The acquisition not only brings Meta cutting-edge technology but also a team of highly skilled AI engineers and scientists, including Manus’s founders, who are expected to work closely with Meta’s AI teams.

This expands Meta’s competitive edge in the escalating race to deliver digital assistants that can operate autonomously, with plans to now introduce Manus into Facebook, Instagram and WhatsApp.

What does China’s probe really mean?

China’s Ministry of Commerce is conducting a comprehensive review of the Manus acquisition with a focus on possible export control violations, examining whether the relocation of Manus’s operations to Singapore was a strategic move to avoid Chinese export regulations.

Experts suggest, however, that rather than outright blocking the deal, China’s probe could result in extended approval processes or conditions placed on the future use of Chinese-developed technology within Manus under Meta’s ownership.

Such regulatory friction could introduce uncertainty for integration timelines and the scope of deployment, but it also positions China as an influential stakeholder in a major U.S.-led tech acquisition.

Facebook CEO Mark Zuckerberg speaks during the F8 Facebook Developers conference on April 30, 2019 [Photo by Justin Sullivan/Getty Images]
Mark Zuckerberg speaks during the 2019 F8 Facebook Developers conference [Photo by Justin Sullivan/Getty Images]

The growth that caught Meta’s attention

Manus’s roots trace back to Butterfly Effect, founded by Xiao Hong, a serial entrepreneur known for developing AI productivity tools, including AI assistant Monica. As the demand for sophisticated AI grew, Butterfly Effect spun off Manus as a standalone venture focused on creating general-purpose AI agents that could perform a broad range of tasks without human intervention.

With a rapidly expanding team spread across Singapore, Tokyo, and San Francisco, Manus moved quickly to productize and monetize its AI agent technology. As a result, it attracted significant capital through a $75 million funding round led by the U.S. venture capital firm Benchmark in early 2025, demonstrating confidence from global investors in its growth potential.
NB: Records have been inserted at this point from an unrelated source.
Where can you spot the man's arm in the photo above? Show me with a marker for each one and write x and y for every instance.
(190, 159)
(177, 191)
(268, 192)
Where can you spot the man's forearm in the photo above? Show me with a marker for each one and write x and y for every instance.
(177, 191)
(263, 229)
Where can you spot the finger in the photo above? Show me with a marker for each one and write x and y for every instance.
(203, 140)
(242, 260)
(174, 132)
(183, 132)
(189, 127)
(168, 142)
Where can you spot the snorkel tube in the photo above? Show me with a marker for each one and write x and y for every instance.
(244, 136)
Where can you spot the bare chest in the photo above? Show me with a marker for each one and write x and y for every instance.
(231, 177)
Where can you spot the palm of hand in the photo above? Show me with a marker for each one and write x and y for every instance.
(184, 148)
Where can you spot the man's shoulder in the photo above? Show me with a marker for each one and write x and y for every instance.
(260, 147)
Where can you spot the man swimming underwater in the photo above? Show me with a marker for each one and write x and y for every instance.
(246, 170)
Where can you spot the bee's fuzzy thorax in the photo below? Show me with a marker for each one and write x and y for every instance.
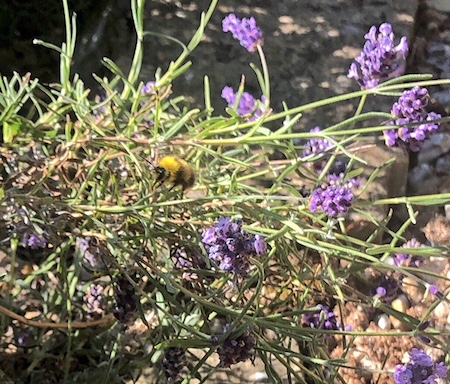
(175, 171)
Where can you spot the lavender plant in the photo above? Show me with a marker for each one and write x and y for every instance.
(193, 283)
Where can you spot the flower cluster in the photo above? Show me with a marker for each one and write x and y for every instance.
(411, 109)
(35, 241)
(231, 247)
(420, 369)
(335, 197)
(236, 348)
(323, 319)
(173, 362)
(149, 88)
(248, 105)
(380, 59)
(245, 31)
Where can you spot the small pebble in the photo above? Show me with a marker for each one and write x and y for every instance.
(384, 322)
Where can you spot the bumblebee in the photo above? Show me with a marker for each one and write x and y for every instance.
(175, 171)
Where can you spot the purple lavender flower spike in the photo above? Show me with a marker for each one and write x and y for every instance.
(235, 349)
(411, 109)
(420, 369)
(380, 59)
(245, 31)
(230, 246)
(334, 199)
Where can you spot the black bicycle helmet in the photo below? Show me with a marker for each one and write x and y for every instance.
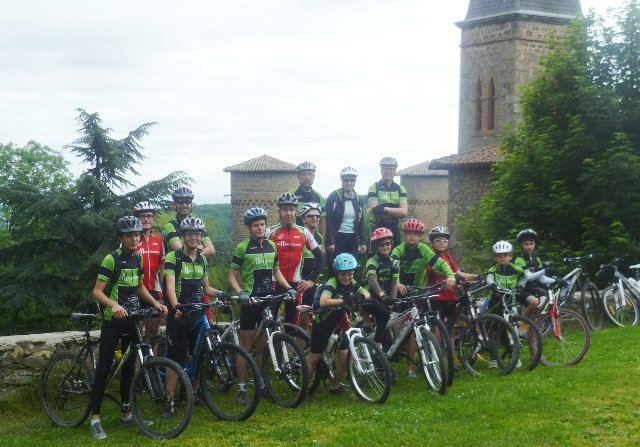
(182, 193)
(287, 199)
(128, 224)
(191, 224)
(525, 234)
(306, 166)
(142, 207)
(254, 213)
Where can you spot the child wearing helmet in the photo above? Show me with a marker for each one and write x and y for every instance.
(187, 280)
(382, 275)
(126, 286)
(337, 291)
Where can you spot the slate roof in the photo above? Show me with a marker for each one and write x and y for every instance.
(482, 156)
(264, 163)
(421, 170)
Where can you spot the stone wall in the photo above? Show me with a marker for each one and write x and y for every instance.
(427, 198)
(23, 356)
(249, 189)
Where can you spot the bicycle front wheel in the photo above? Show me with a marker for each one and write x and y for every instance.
(489, 346)
(592, 307)
(225, 394)
(369, 371)
(433, 361)
(65, 383)
(530, 342)
(157, 412)
(286, 376)
(620, 306)
(566, 338)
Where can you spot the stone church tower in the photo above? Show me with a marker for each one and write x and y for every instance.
(500, 49)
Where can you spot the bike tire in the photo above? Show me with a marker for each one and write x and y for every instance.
(433, 360)
(289, 386)
(530, 342)
(592, 307)
(572, 343)
(489, 346)
(625, 315)
(440, 331)
(373, 382)
(149, 399)
(65, 383)
(220, 384)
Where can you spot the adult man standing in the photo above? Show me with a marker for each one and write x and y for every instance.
(306, 194)
(387, 200)
(183, 204)
(290, 240)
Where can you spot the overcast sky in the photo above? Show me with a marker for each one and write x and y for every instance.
(336, 82)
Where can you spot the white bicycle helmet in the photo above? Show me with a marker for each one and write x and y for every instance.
(502, 247)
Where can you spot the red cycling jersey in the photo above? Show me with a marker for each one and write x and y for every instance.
(152, 251)
(290, 242)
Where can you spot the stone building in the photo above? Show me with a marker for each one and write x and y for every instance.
(427, 193)
(501, 45)
(258, 182)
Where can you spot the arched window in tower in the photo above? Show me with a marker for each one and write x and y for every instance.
(491, 106)
(478, 117)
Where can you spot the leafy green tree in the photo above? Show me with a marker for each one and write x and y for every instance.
(572, 165)
(46, 274)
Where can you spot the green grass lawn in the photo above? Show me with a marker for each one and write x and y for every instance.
(593, 403)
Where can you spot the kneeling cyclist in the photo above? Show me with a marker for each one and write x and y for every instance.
(337, 291)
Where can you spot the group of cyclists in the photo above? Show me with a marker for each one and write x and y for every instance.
(313, 238)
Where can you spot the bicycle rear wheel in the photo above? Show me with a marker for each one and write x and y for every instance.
(489, 346)
(150, 400)
(434, 364)
(64, 388)
(620, 306)
(592, 307)
(566, 339)
(288, 386)
(439, 330)
(369, 371)
(220, 384)
(530, 342)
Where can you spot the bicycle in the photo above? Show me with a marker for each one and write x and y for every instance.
(529, 335)
(214, 366)
(621, 298)
(566, 335)
(487, 344)
(578, 280)
(284, 363)
(432, 359)
(65, 383)
(368, 369)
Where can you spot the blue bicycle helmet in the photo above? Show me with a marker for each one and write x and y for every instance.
(345, 262)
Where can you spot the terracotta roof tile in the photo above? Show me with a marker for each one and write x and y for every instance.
(421, 170)
(482, 156)
(264, 163)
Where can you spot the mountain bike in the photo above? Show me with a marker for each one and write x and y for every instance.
(580, 291)
(529, 335)
(487, 344)
(367, 366)
(621, 299)
(284, 363)
(566, 335)
(65, 383)
(213, 369)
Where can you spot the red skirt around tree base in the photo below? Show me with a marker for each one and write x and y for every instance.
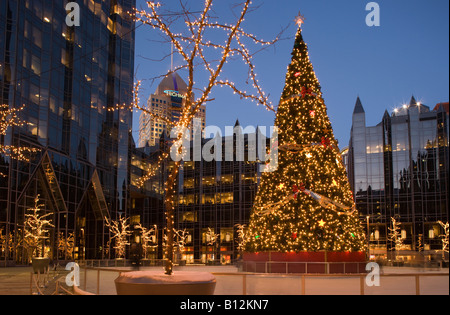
(322, 262)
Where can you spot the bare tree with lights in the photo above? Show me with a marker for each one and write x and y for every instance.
(36, 231)
(9, 117)
(444, 238)
(120, 230)
(201, 47)
(147, 236)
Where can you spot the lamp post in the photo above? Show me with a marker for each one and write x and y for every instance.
(368, 236)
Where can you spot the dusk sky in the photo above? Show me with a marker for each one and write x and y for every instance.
(408, 54)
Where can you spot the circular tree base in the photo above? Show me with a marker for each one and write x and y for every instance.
(158, 283)
(40, 264)
(305, 262)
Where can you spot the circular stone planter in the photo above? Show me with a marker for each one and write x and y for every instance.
(40, 264)
(158, 283)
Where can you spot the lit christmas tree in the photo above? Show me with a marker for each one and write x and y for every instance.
(306, 204)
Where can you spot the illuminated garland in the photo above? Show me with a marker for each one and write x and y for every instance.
(324, 216)
(193, 46)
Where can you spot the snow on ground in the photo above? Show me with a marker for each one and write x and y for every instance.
(230, 282)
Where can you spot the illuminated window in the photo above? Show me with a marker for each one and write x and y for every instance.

Its swift progress helped Manus generate over $100 million in annual recurring revenue within less than a year – a trajectory and strategic opportunity that soon caught the attention of Meta.
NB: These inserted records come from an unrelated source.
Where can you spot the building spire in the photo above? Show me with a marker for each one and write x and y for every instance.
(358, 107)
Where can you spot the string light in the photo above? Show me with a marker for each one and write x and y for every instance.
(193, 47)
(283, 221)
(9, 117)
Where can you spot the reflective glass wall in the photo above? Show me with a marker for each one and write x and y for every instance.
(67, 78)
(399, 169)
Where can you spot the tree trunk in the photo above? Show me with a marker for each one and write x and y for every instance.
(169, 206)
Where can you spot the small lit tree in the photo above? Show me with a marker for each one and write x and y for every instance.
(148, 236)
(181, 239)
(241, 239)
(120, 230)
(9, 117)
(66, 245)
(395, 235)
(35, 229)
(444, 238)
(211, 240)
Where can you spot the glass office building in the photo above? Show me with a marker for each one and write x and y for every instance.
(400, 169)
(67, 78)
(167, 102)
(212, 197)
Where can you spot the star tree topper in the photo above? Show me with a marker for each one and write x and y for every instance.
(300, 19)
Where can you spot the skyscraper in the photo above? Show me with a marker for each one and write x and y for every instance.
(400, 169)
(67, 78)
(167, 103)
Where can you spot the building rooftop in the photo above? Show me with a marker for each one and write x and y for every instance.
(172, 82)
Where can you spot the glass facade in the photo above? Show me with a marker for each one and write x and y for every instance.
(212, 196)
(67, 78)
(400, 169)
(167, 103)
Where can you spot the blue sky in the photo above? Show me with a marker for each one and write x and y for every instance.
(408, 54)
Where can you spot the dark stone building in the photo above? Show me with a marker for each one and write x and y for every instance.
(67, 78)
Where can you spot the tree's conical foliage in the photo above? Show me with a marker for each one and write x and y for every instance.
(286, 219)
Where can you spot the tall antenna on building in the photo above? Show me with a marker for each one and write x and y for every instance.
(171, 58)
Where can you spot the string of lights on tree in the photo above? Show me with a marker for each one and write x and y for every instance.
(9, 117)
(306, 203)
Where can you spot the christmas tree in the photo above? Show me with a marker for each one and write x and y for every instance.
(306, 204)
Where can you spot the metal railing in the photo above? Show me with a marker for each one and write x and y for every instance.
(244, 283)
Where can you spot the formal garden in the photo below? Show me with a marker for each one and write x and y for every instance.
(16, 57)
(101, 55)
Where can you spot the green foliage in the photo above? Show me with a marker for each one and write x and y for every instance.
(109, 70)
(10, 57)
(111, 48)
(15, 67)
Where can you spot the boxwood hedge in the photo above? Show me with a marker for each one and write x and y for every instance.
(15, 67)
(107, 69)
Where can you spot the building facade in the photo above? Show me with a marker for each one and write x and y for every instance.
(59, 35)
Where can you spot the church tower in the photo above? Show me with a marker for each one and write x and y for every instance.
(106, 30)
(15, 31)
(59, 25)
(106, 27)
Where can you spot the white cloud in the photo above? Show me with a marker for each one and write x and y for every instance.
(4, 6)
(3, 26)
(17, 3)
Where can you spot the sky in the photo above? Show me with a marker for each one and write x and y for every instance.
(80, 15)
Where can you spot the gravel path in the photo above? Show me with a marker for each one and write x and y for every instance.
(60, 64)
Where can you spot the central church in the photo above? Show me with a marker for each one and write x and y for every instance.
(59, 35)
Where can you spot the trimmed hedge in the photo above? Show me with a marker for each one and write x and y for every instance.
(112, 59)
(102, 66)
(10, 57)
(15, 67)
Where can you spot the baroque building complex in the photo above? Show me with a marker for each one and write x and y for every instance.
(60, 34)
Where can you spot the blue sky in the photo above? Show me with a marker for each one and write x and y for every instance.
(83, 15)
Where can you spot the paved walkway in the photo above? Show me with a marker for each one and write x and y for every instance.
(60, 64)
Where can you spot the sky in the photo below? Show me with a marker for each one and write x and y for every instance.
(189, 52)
What this means for founders and the global AI startup ecosystem

The Manus acquisition underscores the increasingly international nature of AI innovation and the nuanced challenges that founders face in navigating global regulations and geopolitics.
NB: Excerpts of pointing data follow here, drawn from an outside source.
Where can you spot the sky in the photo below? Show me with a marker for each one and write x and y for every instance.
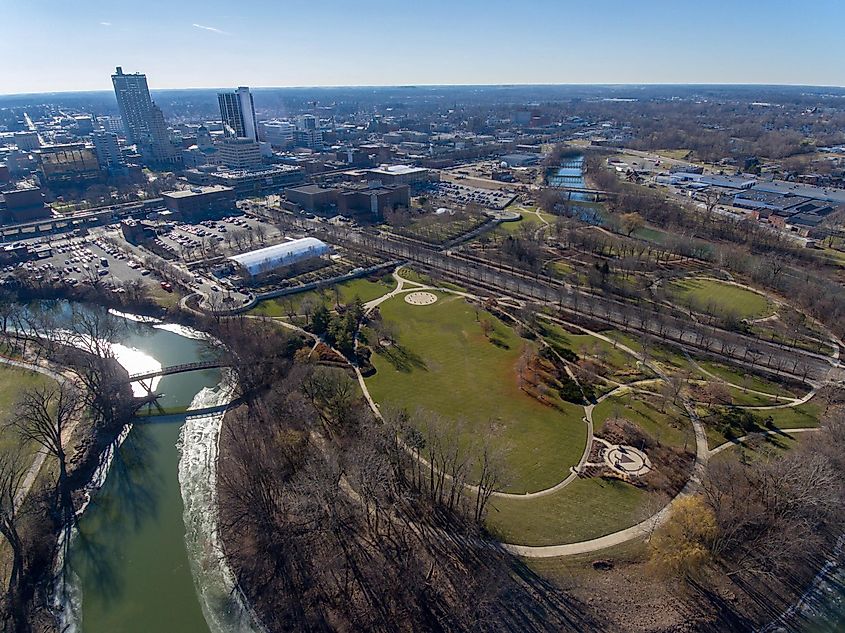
(65, 45)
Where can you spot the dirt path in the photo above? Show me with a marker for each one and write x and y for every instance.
(41, 456)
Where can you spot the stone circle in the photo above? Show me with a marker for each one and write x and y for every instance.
(420, 298)
(627, 459)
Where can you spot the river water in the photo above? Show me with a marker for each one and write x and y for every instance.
(145, 556)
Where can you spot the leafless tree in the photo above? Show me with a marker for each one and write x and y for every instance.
(43, 415)
(12, 475)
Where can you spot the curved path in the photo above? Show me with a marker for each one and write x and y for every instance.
(643, 528)
(40, 456)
Could the pathway carved by Manus highlight a potential playbook for startups seeking strategic growth and the management of international complexities?

For founders, understanding these dynamics becomes crucial not just for successful exits but also for shaping technology products that can scale globally under complex legal frameworks. The Manus story reveals how innovation can often outpace regulation – but it never quite escapes it.